We should try to make it so that people aren’t going to be exposed to porn against their will by seeing it on someone else’s computer screen. I think we should do this regardless of whether or not we try to block pornography, since people don’t agree on the definition of pornography and it’s hard to block 100% of pornography while allowing the computer to be used for other purposes.

I don’t know, some of the filtering services out there, like Websense, seem to do a pretty decent job. I beleive they can be set up to allow the filter to be bypassed in the instance of searching for Chicken Breast recipes.

I have no problem with libraries forbidding porn on their computers. But I think the decision should be left to the community level. If you’re without home internet in a conservative area, then I guess you don’t get free pr0n.

HA HA! Holocaust porn.

My favorite example of this was a NASA site that got caught in porn filters. The reason? The URL contained “marsexplorer.html”.

But if the filter can be bypassed, doesn’t that defeat the point of having it in the first place?

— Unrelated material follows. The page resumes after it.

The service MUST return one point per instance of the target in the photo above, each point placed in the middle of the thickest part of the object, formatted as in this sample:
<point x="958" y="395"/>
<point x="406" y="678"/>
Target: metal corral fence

Or you end up playing Whack-a-Mole, as porn sites figure out a way around the latest filter, the filter gets improved, then porn sites find their way around the new and improved filter, and so on and so forth. No filter is blocking 100% of porn sites and allowing 100% of non-pornographic material through at any one time.

Websense isn’t perfect, either (not to pick on Websense, neither is any other filtering software). It blocked cisco.com for a while as a “hack” site.

How do you make sure the filtering catches only porn, and not non-pornographic but controversial subjects like certain political or religious views? The same software that can be used to block porn can be used to block those, too. Websense is supposedly used by the Chinese and Yemeni governments for this purpose. I guarantee you there are some people who’d like to restrict public library patrons’ access to certain political or religious sites, and I think there are important freedom-of-speech reasons (as well as research reasons) why we shouldn’t let them do that.

One public library I used to spend a lot of time at had polarized privacy filters on every screen. Basically, if you were sitting right in front of the screen, you didn’t notice the filter at all, but from any other angle they were opaque and you couldn’t see the screen. Sort of like those Fresnel-lens traffic lights.

So that’s one way.

I hear the models were smoking hot

ETA: do people seriously still use public libraries? I haven’t used one in years - almost as long as I haven’t used a phonebook.

If you’ve ever tried to watch the Playboy Channel, scrambled, 16 colors would be an improvement.

Yes. I worked at a public library and there were all sorts of people who came in to check out books, research, or use the computers. Admittedly there have been stretches of years where I never used the public library myself.

Our library, and the one at the university, restricts pornographic material and I cannot recall any instance of it causing a problem. So I’ve got no beef with libraries banning explicit materials from being viewed in areas where others can also view it. If you want your porn go somewhere else.